Dans ce procès, une seule victime au cœur de la procédure est reconnue par le dossier en cours en Saône‑et‑Loire pour les faits au Cameroun. Les autres éléments, en particulier ceux évoqués à Murat, n’entrent pas dans le périmètre des poursuites en raison de l’écoulement du temps. Cela ne retire rien à la portée humaine des témoignages qui ont été accueillis par la juridiction, mais bornent strictement le champ du jugement.
Le cadre judiciaire: ce que signifie la prescription
La prescription éteint l’action publique après un certain délai, variable selon la qualification des faits et l’âge des victimes au moment des faits. Concrètement, même si des éléments sont signalés ou rappelés durant les débats, la justice ne peut plus en connaître pénalement dès lors que les délais légaux sont dépassés. C’est ce qui s’applique aux faits évoqués à Murat.
En conséquence, la cour criminelle départementale statue uniquement sur les faits pour lesquels l’action publique est encore possible. Cet ancrage procédural explique que le cœur des débats reste concentré sur l’épisode de Bertoua, pour lequel l’accusé répond de violences sexuelles prétendument commises sur une adolescente de 14 ans à l’époque.
Une affaire suivie avec attention dans le Cantal
Dans un département de montagne où les liens associatifs et paroissiaux demeurent structurants, l’évocation du nom de Murat au détour d’une audience lointaine ne laisse pas indifférent. Les acteurs locaux de la prévention et de l’accompagnement, qu’ils soient institutionnels ou associatifs, rappellent d’ordinaire l’importance du signalement des faits encore poursuivables et de l’écoute des personnes concernées. Sans préjuger de l’issue du procès en Saône‑et‑Loire, le rappel de faits prescrits dans le Cantal interroge, à nouveau, nos capacités collectives à repérer, protéger et documenter.
Prudence et mémoire judiciaire
Le rappel public de faits anciens, même frappés de prescription, participe à la mémoire judiciaire et sociale. Il permet parfois à d’autres victimes potentielles de se reconnaître et, le cas échéant, d’engager des démarches si les délais légaux le permettent encore. Mais il convient de garder à l’esprit la présomption d’innocence qui s’attache à tout accusé tant qu’aucune condamnation définitive n’est prononcée.
Ce que l’on sait, ce que l’on ne sait pas
- Le procès en cours se tient en Saône‑et‑Loire et porte sur des faits présumés commis au Cameroun contre une mineure.
- Des éléments ont été évoqués à propos de Murat (Cantal) ; ils ne donnent pas lieu à poursuites pour cause de prescription.
- L’audience a été marquée par des témoignages concordants sur des faits d’atteintes sexuelles dans les années 1990, dont certains ne sont plus jugés.
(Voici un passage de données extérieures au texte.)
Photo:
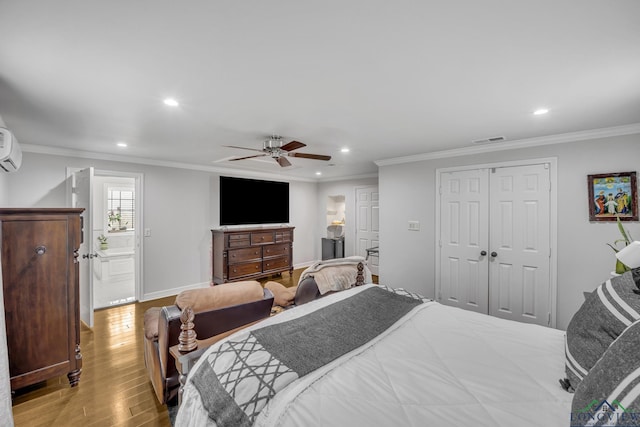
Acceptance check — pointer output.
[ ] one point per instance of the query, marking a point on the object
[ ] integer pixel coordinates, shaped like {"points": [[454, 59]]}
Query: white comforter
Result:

À ce stade, aucun autre détail vérifié n’est public sur d’éventuelles procédures liées au Cantal, en dehors de l’évocation de faits time-barred. Les suites du procès en Saône‑et‑Loire, lorsque le jugement sera rendu, préciseront l’appréciation judiciaire des éléments versés au débat pour le dossier camerounais.
Repères
L’affaire touche à des sujets sensibles. Les personnes souhaitant être accompagnées peuvent se tourner vers les services d’aide aux victimes et les structures de santé et d’écoute de proximité. En cas d’urgence, la démarche auprès des forces de l’ordre reste la voie la plus directe pour se protéger et signaler.